In many ways, Fès seems like Marrakesh’s quieter little sister. Despite actually being larger, and older than that flashier city, and Morocco’s imperial city, Fès is a calmer spot. And in the medina, there’s a sense of timelessness to it all, and a feeling that it is, for now, still untouched by the worst depredations of global tourism.

One of the many food stalls at the medina.
One of the many food stalls at the medina.

Leave the medina, and you’re stepping right back into the 21st century with a bang. There’s the noise of cars and motor scooters, a large Carrefour supermarket, a McDonald’s. It’s wrong to expect people, who make their lives in what also happen to be picturesque tourist destinations, to live in time-capsule theme parks, but it still feels jarring after a day spent enjoying the absence of such “amenities”.

Another world

At night, the medina is another world. After an epic dinner at the Riad Fès, a beautifully restored palace which, despite being in the medina, is an oasis of elegant charm, I fancied a walk. And so we wander down the now quiet lanes, finding new things to see at every turn.

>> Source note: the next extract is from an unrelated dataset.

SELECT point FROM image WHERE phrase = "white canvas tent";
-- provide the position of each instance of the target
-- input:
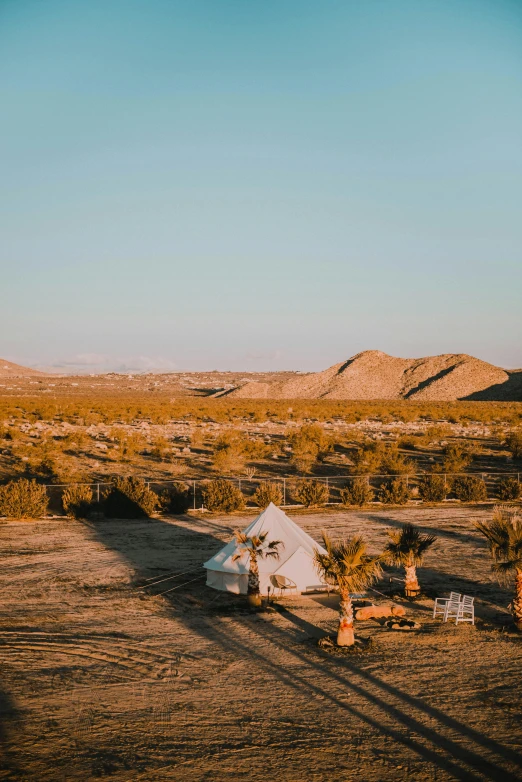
(295, 560)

With the shops and stalls shuttered, you can drink in the rich carvings and plasterwork, the tiling and gold leaf, the wooden bar across a lane – set at a height to prevent animals from reaching the holiest centre. Some alleys are so narrow, just a strip of night sky appears overhead, but lanterns illuminate. There are many places in the world in which I wouldn’t feel safe exploring in a small, clearly foreign group after dark, but Fès, it seems, isn’t one of them.

So beguiled are we, that we’re very late getting back, navigating through the maze of streets by gradient – we know we’re staying up the hill, so we stick to ascending and, sure enough, we start to recognise landmarks.

The next day, after a yearning glance at the Riad Fès shaded gardens and outdoor pool, we’re off to the Hotel Sahrai in the newer part of town. Here, we’re rewarded with an infinity pool, the Jungle rooftop bar, and an exceptionally soothing massage at the Givenchy spa. Soon the grit of the medina, and the feel of its hills on the backs of my legs are smoothed away.

So is it Fès or Fez? You’ll find both, though purists say that Fez is the red hat with the tassel. I resist buying one. The tea glasses and silver pot are plenty. Fès has that captivating sense of being at a crossroads: of cultures and of time.

Getting there

There are twice-weekly direct flights to Fès-Saïs Airport from London Gatwick with Air Arabia (airarabia.com), and with Ryanair (ryanair.com) from Stanstead. Rooms at the Riad Fès start from €210 (riadfes.com), and at Hotel Sahrai from €180 (hotelsahrai.com).

When to go

Milder winters and deliciously warm springs and autumns make Fès a perfect shoulder season spot. In mid-winter, temperatures hover around 18-20 degrees, but plummet after dark. Summer can be uncomfortably hot, so February to late April is an ideal slot for a break, as is October-November. Extend your visit with day trips to nearby Volubilis and Moulay Idriss: an epic Roman ruin, and a picturesque hill town. Or move on to the beaches at Tangier or Rabat to make a week of it.